Google has high hopes for another technology called Native Client that, if the company can convince programmers to adopt it, could endow Web applications with the speed of native ones while not compromising security. Importantly, Google plans to build Chrome itself on a Native Client foundation.

Linus Upson, vice president of engineering for the Chrome team, believes Google will start that rebuilding process later this year, beginning with one piece of Chrome, the built-in PDF reader. Pichai was more cautious.

"Linus forgets not everyone codes as fast as he does," he said. "We have to make sure Native Client proves its way. After that we make sure we get Chrome running inside it."

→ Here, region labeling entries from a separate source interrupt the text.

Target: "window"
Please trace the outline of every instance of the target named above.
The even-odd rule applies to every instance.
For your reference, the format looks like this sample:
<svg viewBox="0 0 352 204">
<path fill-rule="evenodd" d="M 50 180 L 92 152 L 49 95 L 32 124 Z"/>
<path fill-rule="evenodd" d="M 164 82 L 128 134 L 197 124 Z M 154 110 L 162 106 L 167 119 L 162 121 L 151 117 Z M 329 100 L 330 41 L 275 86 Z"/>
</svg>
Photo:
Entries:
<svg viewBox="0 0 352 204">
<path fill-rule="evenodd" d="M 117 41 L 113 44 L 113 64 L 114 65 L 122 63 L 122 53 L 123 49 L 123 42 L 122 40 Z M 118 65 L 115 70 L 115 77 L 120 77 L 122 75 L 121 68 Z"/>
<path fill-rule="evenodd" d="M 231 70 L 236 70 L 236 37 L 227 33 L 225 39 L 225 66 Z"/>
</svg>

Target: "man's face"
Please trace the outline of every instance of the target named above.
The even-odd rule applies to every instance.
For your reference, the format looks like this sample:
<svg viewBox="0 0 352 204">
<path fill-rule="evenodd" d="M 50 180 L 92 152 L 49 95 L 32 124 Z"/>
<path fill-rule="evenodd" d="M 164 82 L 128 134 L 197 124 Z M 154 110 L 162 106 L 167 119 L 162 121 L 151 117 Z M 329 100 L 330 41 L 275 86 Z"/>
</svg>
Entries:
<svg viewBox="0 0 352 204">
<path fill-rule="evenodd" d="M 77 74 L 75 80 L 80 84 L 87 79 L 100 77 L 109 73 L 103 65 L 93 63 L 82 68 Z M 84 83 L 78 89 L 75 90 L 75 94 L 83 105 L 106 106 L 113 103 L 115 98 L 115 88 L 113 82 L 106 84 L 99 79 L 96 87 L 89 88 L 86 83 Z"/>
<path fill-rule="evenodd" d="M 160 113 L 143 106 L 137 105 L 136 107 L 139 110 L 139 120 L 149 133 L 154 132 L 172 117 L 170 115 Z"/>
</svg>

But it is on the list, in part because Google is powerfully interested in Chrome security. And Chrome OS comes with a verified boot process, an encrypted file system by default, and plug-ins that run in a restricted sandbox, Pichai points out.

"Down the line, when we talk about Chrome running inside Native Client--a double or triple sandbox--that's what gets us excited. That's the kind of project that gets the best engineers in the world," Pichai said, positively glowing at the prospect.

Google's fast-changing Chrome can cause heartburn for some Web developers who already must constantly test their sites with an expanding number of browsers. Brian Rakowski, director of product management, said Google tests new versions of the browser to keep incompatibilities from encroaching.

"We're careful with compatibility issues," Rakowski said. "The [Chrome] dev channel is good feedback for what's broken, at least in bigger sites," and Google adds new tests if it finds a site that stopped working so that incompatibility won't go unnoticed again.

In any event, Pichai clearly won't let up on the pace of Chrome change. The mission is to rebuild personal computing with the Internet deeply integrated, not patched on at a higher level.

"The benefits from a security standpoint, getting new APIs out, and just pushing the platform," outweigh the problems of keeping up with Chrome. "If you don't do this, I think the Web will fall behind the native platforms pretty quickly."